Several screams of delight, not all female. The bar itself is rectangular. I am sitting at a two-person booth at one corner. The screamers must have their backs to me. Suddenly, a woman in a tight white dress showing a lot of back skin, throws both arms straight up and utters another bacchanalian shout of joy. What!!! She turns and throws her arms around the guy on her right, kisses his neck and says, “I love you.”

My food arrives. I let the book fall shut as I begin to eat. I observe the crowd. On the left of the woman is a thin man in his late 50s with a moustache. Beside him is a First Nations fellow wearing a Harley Davidson t-shirt, sleeves cut to show off his muscles and tats. Closer to me is another thin, late 50s man with a grey moustache, who could be a twin to the one on the left. Around the corner is a guy, who doesn’t look like the shrieking type with his buxom lady. There are 3 or 4 more, apparently all part of the same constellation.

No one is watching television, yet every so often one or another erupts in a shriek, although only the woman in white throws up her arms in true I’m-having-a-G.D.-good-time fashion. When she does, she shows off her little pot belly.

I’m a proponent of non-age-appropriate clothes. At my advanced age, I am wearing an Alice-in-Wonderland straw hat. In a bar. Wear what you can get away with. This girl is pushing the limit, sartorially and otherwise.

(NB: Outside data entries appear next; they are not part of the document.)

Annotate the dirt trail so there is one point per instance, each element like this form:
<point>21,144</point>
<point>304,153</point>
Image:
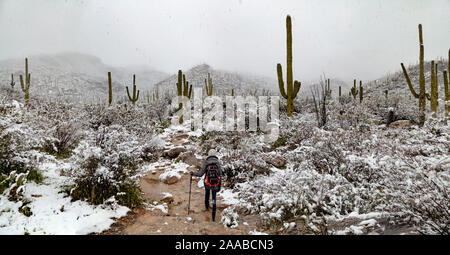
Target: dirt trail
<point>176,220</point>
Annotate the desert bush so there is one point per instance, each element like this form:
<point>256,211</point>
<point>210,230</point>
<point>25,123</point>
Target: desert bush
<point>62,140</point>
<point>106,165</point>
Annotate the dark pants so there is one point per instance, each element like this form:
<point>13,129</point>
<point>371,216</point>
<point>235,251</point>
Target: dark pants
<point>214,201</point>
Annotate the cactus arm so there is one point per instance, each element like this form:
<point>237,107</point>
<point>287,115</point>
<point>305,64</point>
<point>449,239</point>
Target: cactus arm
<point>128,93</point>
<point>289,73</point>
<point>297,86</point>
<point>21,83</point>
<point>280,81</point>
<point>179,84</point>
<point>109,88</point>
<point>408,81</point>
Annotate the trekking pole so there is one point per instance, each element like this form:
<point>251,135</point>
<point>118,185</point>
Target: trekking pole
<point>189,201</point>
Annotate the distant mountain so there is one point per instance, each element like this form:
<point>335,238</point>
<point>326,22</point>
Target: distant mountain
<point>223,81</point>
<point>76,76</point>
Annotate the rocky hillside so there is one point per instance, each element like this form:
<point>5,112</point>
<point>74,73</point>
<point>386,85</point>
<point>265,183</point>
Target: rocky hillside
<point>223,81</point>
<point>75,76</point>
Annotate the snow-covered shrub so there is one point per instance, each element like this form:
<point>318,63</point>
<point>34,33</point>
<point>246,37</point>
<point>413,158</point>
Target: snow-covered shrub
<point>63,138</point>
<point>15,170</point>
<point>229,218</point>
<point>106,165</point>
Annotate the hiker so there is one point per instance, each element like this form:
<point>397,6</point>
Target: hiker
<point>213,178</point>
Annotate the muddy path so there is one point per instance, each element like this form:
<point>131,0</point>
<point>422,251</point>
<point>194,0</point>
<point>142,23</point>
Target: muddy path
<point>165,209</point>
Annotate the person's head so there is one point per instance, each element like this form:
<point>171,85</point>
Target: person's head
<point>212,153</point>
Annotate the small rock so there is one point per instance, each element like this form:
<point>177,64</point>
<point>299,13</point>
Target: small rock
<point>173,153</point>
<point>406,124</point>
<point>364,128</point>
<point>190,159</point>
<point>276,161</point>
<point>170,179</point>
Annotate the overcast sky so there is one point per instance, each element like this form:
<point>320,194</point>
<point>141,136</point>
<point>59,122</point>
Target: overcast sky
<point>362,39</point>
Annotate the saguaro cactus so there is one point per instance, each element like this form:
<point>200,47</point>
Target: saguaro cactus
<point>26,87</point>
<point>447,95</point>
<point>328,88</point>
<point>422,96</point>
<point>135,96</point>
<point>446,82</point>
<point>354,92</point>
<point>110,89</point>
<point>434,89</point>
<point>209,86</point>
<point>13,83</point>
<point>183,89</point>
<point>293,87</point>
<point>360,92</point>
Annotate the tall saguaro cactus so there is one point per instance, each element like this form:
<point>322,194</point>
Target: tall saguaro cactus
<point>26,87</point>
<point>354,92</point>
<point>183,89</point>
<point>13,83</point>
<point>422,96</point>
<point>360,92</point>
<point>293,87</point>
<point>135,96</point>
<point>328,88</point>
<point>446,82</point>
<point>434,89</point>
<point>109,89</point>
<point>209,86</point>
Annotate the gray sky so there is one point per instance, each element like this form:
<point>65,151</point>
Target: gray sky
<point>362,39</point>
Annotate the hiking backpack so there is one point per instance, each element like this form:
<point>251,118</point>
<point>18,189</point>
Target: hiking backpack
<point>212,179</point>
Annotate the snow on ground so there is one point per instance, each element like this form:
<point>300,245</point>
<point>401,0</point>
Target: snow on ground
<point>53,211</point>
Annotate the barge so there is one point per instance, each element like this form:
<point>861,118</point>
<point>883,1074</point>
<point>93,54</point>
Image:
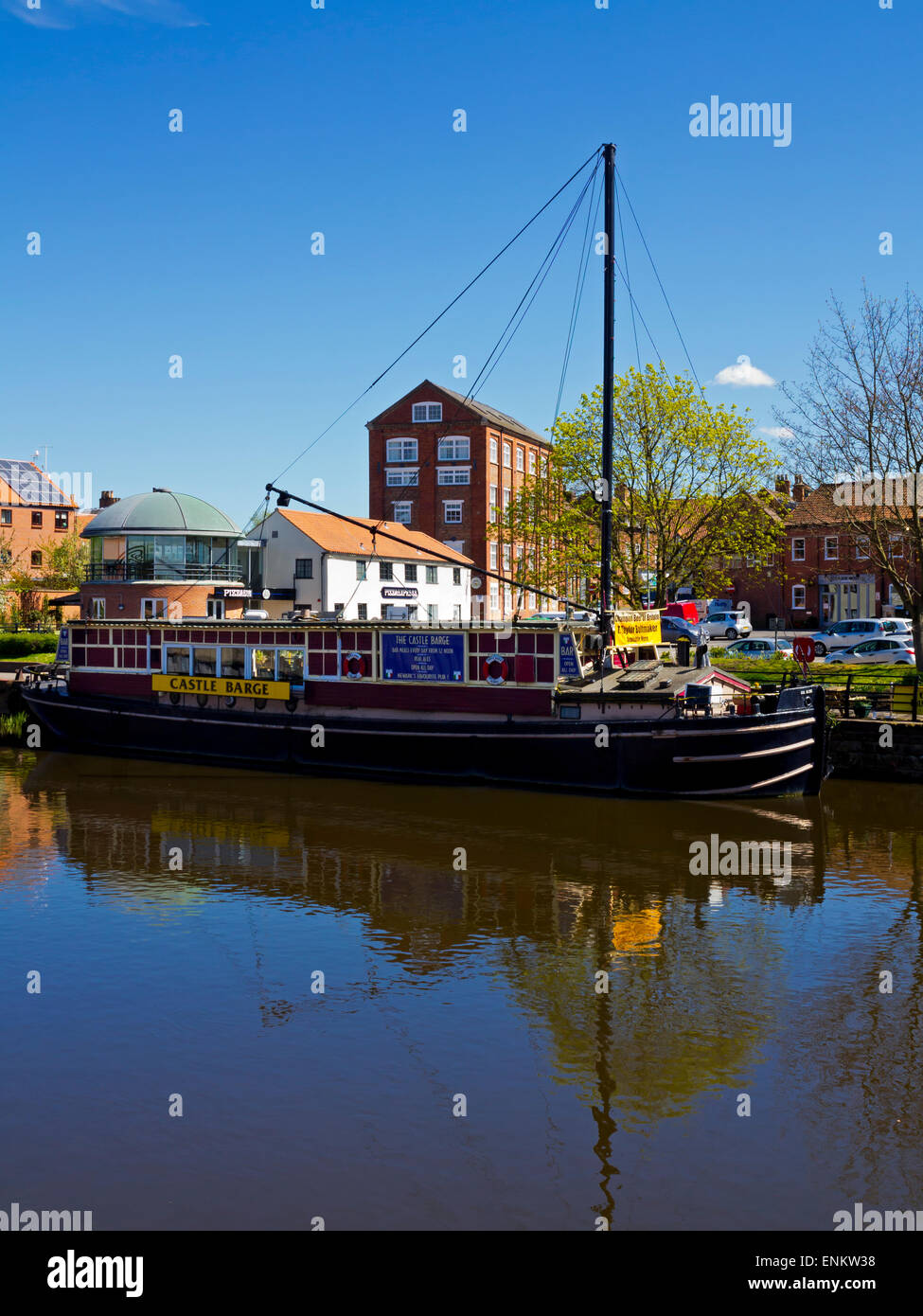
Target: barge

It is a fluid group. Women go out to the patio, leaving their purses hanging on the back of the bar stools. Guys wander over to other guys, clasp them in fond embraces, assure each other of their love and exchange neck smooches.

Wait a minute! I’m in Meadowvale. I am in one of the squarest suburbs in the square city of Mississauga on the western edge of Toronto, which is not square only on Pride Weekend, which has come and gone.

The non-shrieking guy collects one of the abandoned purses and hangs it over his own shoulder. The woman in white sails in from the patio and spots a pair pushing a wheelchair-bound newcomer. Screaming in delight. she stands so close to me that we are almost touching. All four catch up at the top of their lungs.

I pick up my book and my tumbler of Chardonnay.

Slipping down into the pure land
into the Awakened State of Drunk
into the furnace blue Heart of the
one one one true Allah the Beloved
Companion of Dangerous Moods

“How is everything?” the tattooed waitress, with the extremely interesting cleavage, asks.

“Fine,” I reply, with only a slight eye roll. I set to on the salad.

They are still singing down at Dusko’s
sitting under the ancient pine tree,
in the deep night of fixed and falling stars.
If you go to your window you can hear them.
It is the end of someone’s wedding,
or perhaps a boy is leaving on a boat in the morning.

Cohen wrote this in 1967 on one of his Greek islands. I didn’t follow him to Greece for 7 years, and, even so, I didn’t get to the islands. Still I have heard singing on a beach across the gulf from Delphi. And eaten the small fish fresh from the sea. And found unsuitable love.

“Everything good?” asks the male manager.

“Yes,” I reply. “Everything is good.”

Bacchus, god of wine, wild reckless leader-astray of besotted followers has just paid a tangential visit to help his bro Apollo lift this despondent old girl out of her misery.